Эркиаль отодвинулась от бесполезного пьяного тела, готовая разрыдаться. Ну нет, так не должно быть! Что она скажет родным? Как объяснит, что ничего не добилась от заурядного самца человека? И зачем, в таком случае, она рядилась в эту золотую сбрую гетеры, учила их языки, вникала в тонкости культуры и религии, зубрила наизусть тома аллитерационной поэзии? Нет, конечно, можно выбрать другого донора, но Гиаль приложил столько стараний, два новолуния утрясал условия ее гастролей в Аквилее с местным советом, втирался в доверие к этой звезде скальдовской сцены, чтобы убедить его пригласить на вечер именно ее… Ну и, в конце концов, она обещала его материал Гиалю! Он был идеален!
Но как же это все-таки унизительно! Пожалуй, просто выпотрошить его по завершении процедуры будет слишком мягко. Пожалуй, она придумает для него что-нибудь похуже…
— Canis matrem tuam subagiget![1]
— неожиданно выругался на латыни галл у нее за спиной.Эркиаль подняла глаза. Сквозь тонкий просвет над золотисто-оливковой шторой проглядывал раскаленный лик летнего полуденного солнца. Это ты про мою мать, ублюдок?
— Potes meos suaviari clunes, cacator! — обернулась к своему клиенту она. — Scrofa stercorata et pedicosa! Immanissimum ac foedissimum monstrum![2]
Ноэдес невольно поперхнулся.
— Нихрена ж себе! Витиевато, хоть записывай.
Он потер ладонью свою небритую рожу, почесал все еще лоснившийся от обильно пролитого ароматизированного масла пах.
— А какого Диспатера ты еще здесь? Так до зарезу охота со мной посношаться?
Скальд снова выругался, теперь уже, очевидно, на каком-то из плохо известных Эркиаль диалектов галльского, и, перегнувшись через край кровати, смачно проблевался на дорогой восточный ковер.
— Знаешь, козочка, — прохрипел он, наконец подняв голову, — сейчас мне больше всего хочется сдохнуть, да побыстрее.

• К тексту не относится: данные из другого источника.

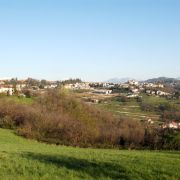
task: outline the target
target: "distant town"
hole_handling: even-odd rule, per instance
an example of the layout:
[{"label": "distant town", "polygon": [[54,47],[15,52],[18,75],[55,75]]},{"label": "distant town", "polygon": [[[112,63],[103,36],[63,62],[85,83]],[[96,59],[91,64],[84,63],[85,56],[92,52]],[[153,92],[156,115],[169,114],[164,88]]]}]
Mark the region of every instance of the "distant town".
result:
[{"label": "distant town", "polygon": [[[177,81],[178,82],[178,81]],[[0,93],[7,95],[17,94],[26,96],[27,91],[31,94],[43,93],[48,89],[55,89],[63,86],[69,90],[87,90],[94,94],[110,95],[114,93],[125,93],[127,98],[141,98],[141,93],[149,96],[159,96],[173,98],[177,97],[175,87],[179,87],[179,82],[139,82],[128,80],[125,83],[106,83],[106,82],[82,82],[80,79],[69,79],[65,81],[47,81],[28,78],[25,80],[0,79]]]}]

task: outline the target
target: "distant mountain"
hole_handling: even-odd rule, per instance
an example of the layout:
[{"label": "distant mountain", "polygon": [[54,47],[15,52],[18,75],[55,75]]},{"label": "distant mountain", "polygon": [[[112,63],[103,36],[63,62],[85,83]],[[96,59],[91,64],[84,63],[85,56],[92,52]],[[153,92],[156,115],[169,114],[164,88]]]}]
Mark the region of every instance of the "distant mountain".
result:
[{"label": "distant mountain", "polygon": [[158,77],[158,78],[148,79],[145,82],[148,82],[148,83],[175,83],[178,81],[179,80],[176,78]]},{"label": "distant mountain", "polygon": [[107,82],[107,83],[114,83],[114,84],[118,84],[118,83],[125,83],[125,82],[127,82],[127,81],[129,81],[129,80],[132,80],[133,78],[112,78],[112,79],[109,79],[109,80],[107,80],[107,81],[105,81],[105,82]]}]

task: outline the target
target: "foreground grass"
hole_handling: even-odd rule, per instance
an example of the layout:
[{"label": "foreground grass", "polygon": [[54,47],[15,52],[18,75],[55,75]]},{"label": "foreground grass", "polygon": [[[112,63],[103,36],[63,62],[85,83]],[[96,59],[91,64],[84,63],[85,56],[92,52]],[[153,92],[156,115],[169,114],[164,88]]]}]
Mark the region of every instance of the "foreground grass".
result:
[{"label": "foreground grass", "polygon": [[180,179],[180,152],[46,145],[0,129],[0,179]]}]

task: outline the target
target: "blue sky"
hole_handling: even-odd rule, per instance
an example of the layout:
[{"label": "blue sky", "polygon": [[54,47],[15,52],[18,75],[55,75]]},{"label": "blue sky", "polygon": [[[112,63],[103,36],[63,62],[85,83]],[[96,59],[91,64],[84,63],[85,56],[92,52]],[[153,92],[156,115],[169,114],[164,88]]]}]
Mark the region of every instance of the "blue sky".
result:
[{"label": "blue sky", "polygon": [[0,0],[0,77],[180,76],[179,0]]}]

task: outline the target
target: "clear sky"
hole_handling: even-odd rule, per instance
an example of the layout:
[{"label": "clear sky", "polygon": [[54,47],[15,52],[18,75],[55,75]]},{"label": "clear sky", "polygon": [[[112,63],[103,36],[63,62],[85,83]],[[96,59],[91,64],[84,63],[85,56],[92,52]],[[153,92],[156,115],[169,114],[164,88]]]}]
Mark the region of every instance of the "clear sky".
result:
[{"label": "clear sky", "polygon": [[180,0],[0,0],[0,77],[180,76]]}]

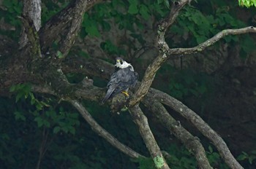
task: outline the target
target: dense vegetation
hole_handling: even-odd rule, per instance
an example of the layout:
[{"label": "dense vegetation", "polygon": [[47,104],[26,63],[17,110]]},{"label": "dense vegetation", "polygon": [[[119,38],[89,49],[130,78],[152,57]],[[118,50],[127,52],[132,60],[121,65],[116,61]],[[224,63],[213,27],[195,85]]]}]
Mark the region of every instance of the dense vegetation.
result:
[{"label": "dense vegetation", "polygon": [[[0,168],[162,168],[164,162],[156,162],[148,152],[135,115],[121,109],[116,113],[115,103],[102,105],[100,101],[116,56],[131,63],[143,81],[148,66],[164,49],[158,49],[154,42],[159,29],[157,25],[165,21],[176,1],[95,1],[100,3],[93,4],[91,8],[87,6],[86,12],[81,12],[83,17],[79,28],[75,27],[71,38],[65,41],[69,38],[67,30],[73,26],[72,21],[57,31],[53,28],[53,32],[49,28],[54,25],[45,25],[58,23],[61,17],[54,17],[83,1],[42,1],[39,30],[34,28],[31,20],[23,16],[23,1],[1,1]],[[252,9],[255,6],[254,1],[181,1],[187,2],[164,34],[170,49],[196,47],[222,30],[238,30],[256,23],[256,12]],[[20,35],[24,34],[29,40],[22,47],[18,42],[22,42]],[[72,34],[78,36],[73,37]],[[206,50],[197,49],[200,52],[170,55],[161,63],[151,87],[194,110],[224,138],[244,168],[255,168],[255,35],[240,34],[243,34],[224,36],[216,43],[210,43]],[[54,39],[44,39],[48,35]],[[90,79],[93,87],[84,85],[90,84]],[[72,84],[71,87],[66,82]],[[149,90],[148,95],[154,94],[154,89]],[[74,106],[73,100],[81,103],[97,123],[121,143],[147,157],[132,158],[112,146],[101,134],[99,136]],[[195,151],[177,138],[175,131],[172,133],[165,127],[158,117],[160,115],[152,113],[154,106],[148,106],[152,104],[148,100],[154,98],[140,100],[140,107],[148,117],[158,145],[165,151],[162,154],[170,168],[198,168]],[[129,100],[124,102],[130,103]],[[152,103],[158,105],[158,102]],[[218,147],[197,126],[191,127],[194,125],[188,120],[193,123],[192,120],[162,103],[161,109],[177,120],[178,124],[173,126],[184,127],[196,135],[193,139],[200,140],[211,167],[229,168]],[[135,105],[132,106],[129,108],[132,110]],[[111,112],[113,109],[115,112]]]}]

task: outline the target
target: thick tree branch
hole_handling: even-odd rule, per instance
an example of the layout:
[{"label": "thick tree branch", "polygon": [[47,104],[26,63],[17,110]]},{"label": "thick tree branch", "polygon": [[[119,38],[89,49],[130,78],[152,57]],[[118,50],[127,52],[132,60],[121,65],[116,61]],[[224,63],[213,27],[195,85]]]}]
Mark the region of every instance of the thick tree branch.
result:
[{"label": "thick tree branch", "polygon": [[[178,1],[174,1],[168,17],[157,25],[157,36],[156,37],[155,45],[157,47],[159,48],[160,50],[164,49],[164,47],[162,47],[162,45],[169,49],[168,45],[165,41],[165,31],[174,22],[178,15],[178,12],[189,2],[189,0],[180,0]],[[132,97],[130,100],[129,106],[135,106],[145,96],[152,84],[157,70],[160,68],[161,65],[166,60],[166,59],[167,57],[165,53],[160,51],[160,53],[154,59],[153,63],[148,66],[143,79],[141,81],[141,84],[136,90],[134,97]]]},{"label": "thick tree branch", "polygon": [[[37,32],[41,27],[41,0],[23,1],[23,15],[27,18],[27,20],[31,21],[31,28],[34,28],[35,32]],[[19,40],[20,48],[25,47],[28,43],[28,29],[29,28],[24,25],[23,22],[23,31]],[[34,44],[32,43],[32,44]]]},{"label": "thick tree branch", "polygon": [[[60,34],[66,36],[62,41],[61,50],[66,54],[68,49],[71,47],[80,25],[83,21],[85,12],[88,11],[96,4],[103,0],[75,0],[62,9],[57,15],[55,15],[40,29],[39,36],[42,52],[45,53],[56,40]],[[67,31],[66,28],[69,28]],[[58,32],[58,34],[56,34]],[[67,47],[67,50],[64,48]]]},{"label": "thick tree branch", "polygon": [[199,168],[213,168],[208,161],[206,151],[199,139],[193,136],[178,122],[175,120],[159,102],[153,98],[145,97],[142,103],[153,112],[153,115],[157,117],[161,125],[173,133],[186,146],[187,149],[193,153]]},{"label": "thick tree branch", "polygon": [[224,38],[227,35],[238,35],[238,34],[244,34],[247,33],[256,33],[256,28],[253,26],[245,27],[243,28],[238,29],[225,29],[217,34],[216,34],[212,38],[206,40],[206,42],[200,44],[199,45],[191,47],[191,48],[173,48],[168,49],[166,48],[166,52],[167,57],[170,57],[173,55],[188,55],[196,52],[202,52],[206,48],[209,46],[213,45],[217,42],[219,41],[221,39]]},{"label": "thick tree branch", "polygon": [[[149,93],[148,93],[149,94]],[[187,120],[191,122],[200,133],[211,141],[220,153],[224,161],[233,169],[244,168],[234,158],[225,142],[210,126],[206,123],[196,113],[189,109],[179,101],[161,91],[151,89],[150,95],[162,103],[170,106]]]},{"label": "thick tree branch", "polygon": [[91,116],[91,114],[86,111],[83,106],[78,101],[69,100],[68,101],[83,116],[83,119],[91,125],[92,130],[94,130],[99,135],[108,141],[112,146],[119,149],[125,154],[131,157],[132,158],[144,157],[143,155],[133,151],[128,146],[124,146],[120,143],[116,138],[107,132],[102,128]]},{"label": "thick tree branch", "polygon": [[157,168],[169,168],[149,127],[148,119],[143,114],[139,106],[135,105],[130,108],[129,111],[133,120],[139,127],[140,135],[152,157]]}]

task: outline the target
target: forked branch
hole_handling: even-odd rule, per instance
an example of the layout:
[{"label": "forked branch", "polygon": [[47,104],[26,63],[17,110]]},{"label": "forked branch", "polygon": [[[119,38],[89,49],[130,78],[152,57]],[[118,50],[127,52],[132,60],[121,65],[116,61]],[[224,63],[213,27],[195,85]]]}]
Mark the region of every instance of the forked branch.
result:
[{"label": "forked branch", "polygon": [[154,89],[151,89],[150,92],[152,97],[154,95],[155,99],[157,99],[161,103],[171,107],[173,110],[179,113],[181,116],[191,122],[203,135],[212,141],[224,161],[230,168],[244,168],[233,156],[223,139],[196,113],[184,105],[181,101],[165,93]]},{"label": "forked branch", "polygon": [[[147,95],[148,96],[148,95]],[[192,152],[197,161],[200,169],[212,169],[206,155],[206,151],[197,137],[193,136],[182,125],[173,119],[165,108],[158,101],[151,97],[145,97],[143,103],[152,111],[153,115],[171,133],[182,142],[187,149]]]}]

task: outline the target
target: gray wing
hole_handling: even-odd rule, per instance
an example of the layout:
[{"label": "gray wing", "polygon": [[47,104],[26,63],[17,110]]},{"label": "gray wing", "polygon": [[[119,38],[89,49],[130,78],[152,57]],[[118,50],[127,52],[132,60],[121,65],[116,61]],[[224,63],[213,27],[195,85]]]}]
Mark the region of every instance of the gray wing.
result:
[{"label": "gray wing", "polygon": [[107,94],[102,100],[102,103],[108,98],[124,91],[130,87],[136,84],[138,79],[137,72],[132,71],[130,68],[121,68],[113,73],[110,77],[110,81],[108,82],[107,87],[108,88]]}]

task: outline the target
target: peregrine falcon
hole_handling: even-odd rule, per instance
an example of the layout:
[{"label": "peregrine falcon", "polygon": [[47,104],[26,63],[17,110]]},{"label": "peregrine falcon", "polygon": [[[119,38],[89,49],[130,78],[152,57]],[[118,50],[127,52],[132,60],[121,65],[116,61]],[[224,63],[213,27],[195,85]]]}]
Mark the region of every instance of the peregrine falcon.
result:
[{"label": "peregrine falcon", "polygon": [[108,90],[102,101],[102,103],[121,92],[129,95],[128,89],[135,86],[137,82],[138,74],[134,71],[132,66],[121,58],[117,58],[116,60],[116,71],[111,75],[110,80],[108,83]]}]

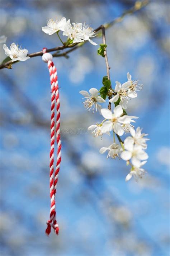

Эркиаль откинула со лба тяжелую, выбившуюся из трехъярусного «айсберга» прядь и смерила галла ледяным взглядом:
— Ты даже не представляешь, насколько ты близок к исполнению своего желания!
Ноэдес саркастически ухмыльнулся:
— Грозная козочка! — он сложил пальцы в дурацкий старинный жест, выпятив вперед указательный и мизинец: — Забодает!
И, рассеянно пошарив глазами, тоскливо добавил:
— Слушай, раз уж ты не собираешься сваливать, так, может, хоть выпить принесешь?
— Куда тебе еще пить? — хлопнула длинными золочеными ресницами Эркиаль. — Из ушей не потечет?
Галл осклабился:
— Понимаешь, козленок, в этом сраном мирке есть только две вещи, способные утолить мою жажду и перебить вкус отвращения к жизни: воды Леты и крепкая брага.
«Пожалуй, я бы с удовольствием обеспечила тебе первую», — в очередной раз промелькнуло в голове у Эркиаль. Она гордо прошествовала к мойке, набрала из крана стакан воды, и, вернувшись, выплеснула его Ноэдесу в лицо.
Скальд раздражённо потрусил головой:
— Что за дрянь? Хуже воды только собачья моча! Пива, я сказал, принеси, шлюшка заморская!
И, в добавок, пафосно продекламировал:
Эркиаль фыркнула:
— Брюхо.
— Это не поэтично, — гадко скривился он. — Никто не купит. А артист, знаешь ли, хуже проститутки. Он продается целиком: свое тело продает, свои чувства, талант, вдохновение — всё, что могут купить. А вот честность никто не покупает. Даром не берет. Бросовый товар. Лежалый. Ломаного медного сестерция за нее не дадут. Все мы — продавцы лжи!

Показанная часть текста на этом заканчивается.